L’indie pop tricolore sta vivendo in questi anni un periodo di grande successo tra il pubblico e, anche se il concerto degli Ex-Otago al Gran Teatro Geox di Padova non ha portato folle oceaniche di spettatori, la risposta per una band che fino a poco tempo fa si esibiva in club di più modeste dimensioni è stata positiva. L’effetto Sanremo ha sicuramente contribuito a questo salto di quantità, ma i genovesi arrivavano da un album come “Marassi” che aveva già permesso loro di farsi conoscere al grande pubblico.
Si amplia l’arena, cresce il pubblico ma l’attitudine del quintetto ligure resta sempre quella. Niente produzione stratosferica, l’unico “lusso” che si concedono è un pannello sul retro che trasmetterà dei visual dedicati per ogni pezzo e, come introduzione del concerto, uno zapping televisivo con tanto di finto spot del concerto di Padova. A penalizzare l’esibizione, una resa acustica non soddisfacente con la batteria in eccessivo risalto per quasi tutto lo show.
Avevamo detto di “Marassi” come album che li ha lanciati; e non è un caso che il loro penultimo disco ricopra un ruolo fondamentale nella setlist insieme all’ultimo “Corochinato”, nei negozi da febbraio. E molto probabilmente è voluta anche la scelta di ripescare pochissime cose dal loro passato remoto; dal punto di vista dei pezzi, trova spazio una latineggiante “Costarica”, che insieme ad una toccante cover di “Amore che vieni, amore che vai” di Fabrizio De André, sono gli unici brani al di fuori della loro ultima parentesi di carriera. Dal passato però arrivano altre due importanti influenze, come lo spettro di Luca Carboni che aleggia sull’intero show, e soprattutto sull’esibizione del cantante Maurizio, e quella eurodance che li ha spinti in passato a fare una cover di Corona: una passione ancora intatta e testimoniata anche da quell’intro a cassa dritta che ha accompagnato l’esibizione di “Tutto bene”.
Dalla loro gli Ex-Otago godono di una formula perfetta per il live: avere in canna pezzi che fanno saltare, lanciati da cori diventati veri e propri inni generazionali, e anche dei pezzi acustici notevoli. Un esempio è proprio la già citata “Costarica”, suonata sul parterre nell’area bar dell’arena immersi dal calore del pubblico.

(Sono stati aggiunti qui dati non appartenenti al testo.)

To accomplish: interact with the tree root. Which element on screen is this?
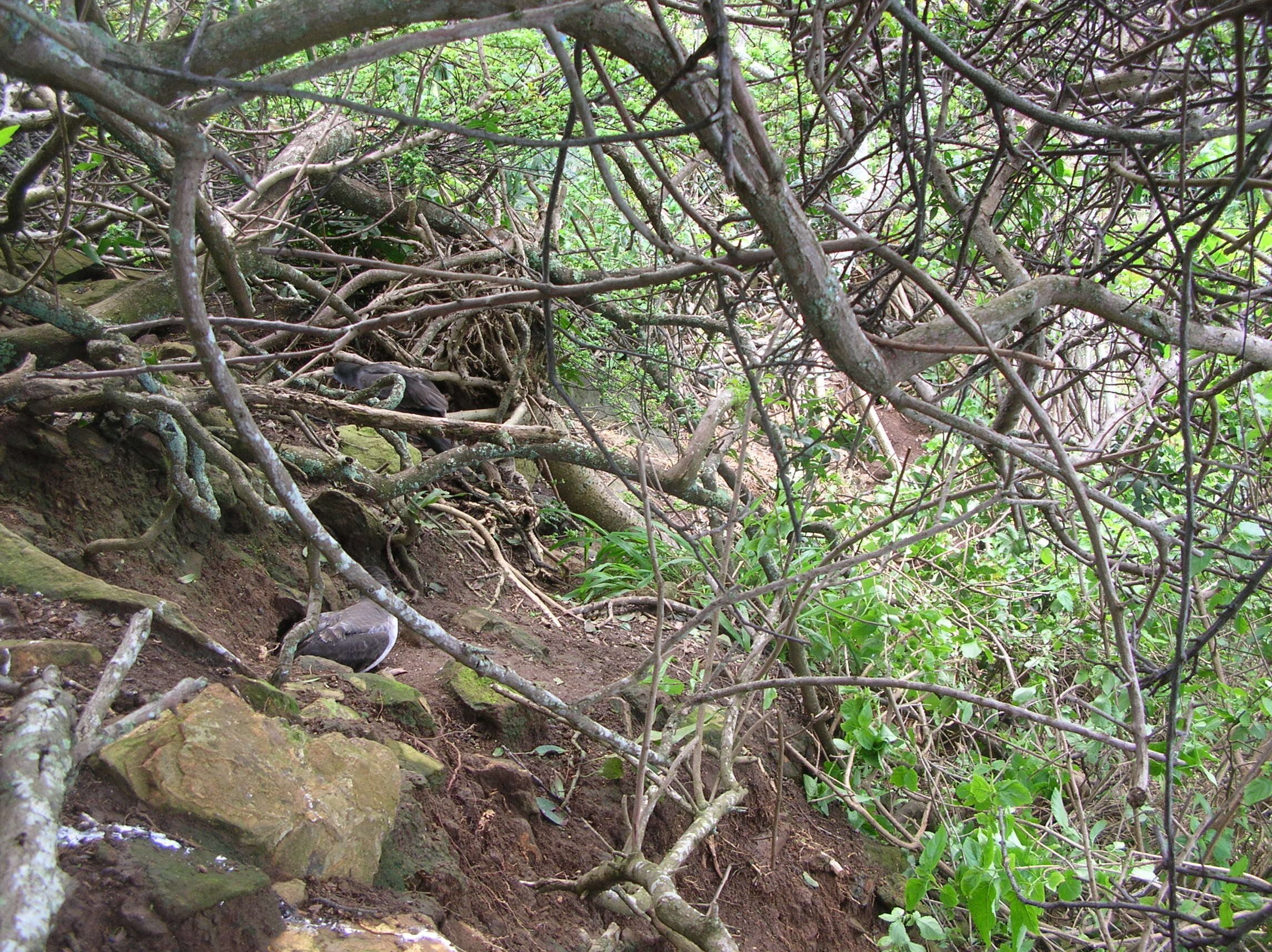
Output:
[84,493,181,559]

Ma è con pezzi come “Bambini”, l’inno “I giovani d’oggi” e l’ormai storica frase “I giovani d’oggi non valgono un cazzo”, “La nostra pelle”, “Quando sono con te” e la conclusiva “Cinghiali incazzati” che il pubblico esplode, creando un frastuono molto più rumoroso di quanto ci si potesse aspettare. Spazio anche per “Solo una canzone”, il brano che li ha portati ad esibirsi nella vicina Sanremo e che, aprendo l’encore, li ha visti anche esibirsi con lo stesso completo total white utilizzato alla kermesse canora.
Una band dalle mille sfaccettature, dalle molte influenze e con una proposta che può colpire in maniera più o meno trasversale: non saranno i più famosi del lotto, non avranno ancora ottenuto il prestigio di un Forum di Assago, i teenager preferiscono il più giovane Gazzelle, ma i liguri Ex-Otago hanno a loro favore il fatto di essere una band solida e con un repertorio destinato a durare, frutto di influenze giuste e di una lunghissima gavetta. Una band che non si brucerà al primo raggio di sole ma molto probabilmente destinata a durare.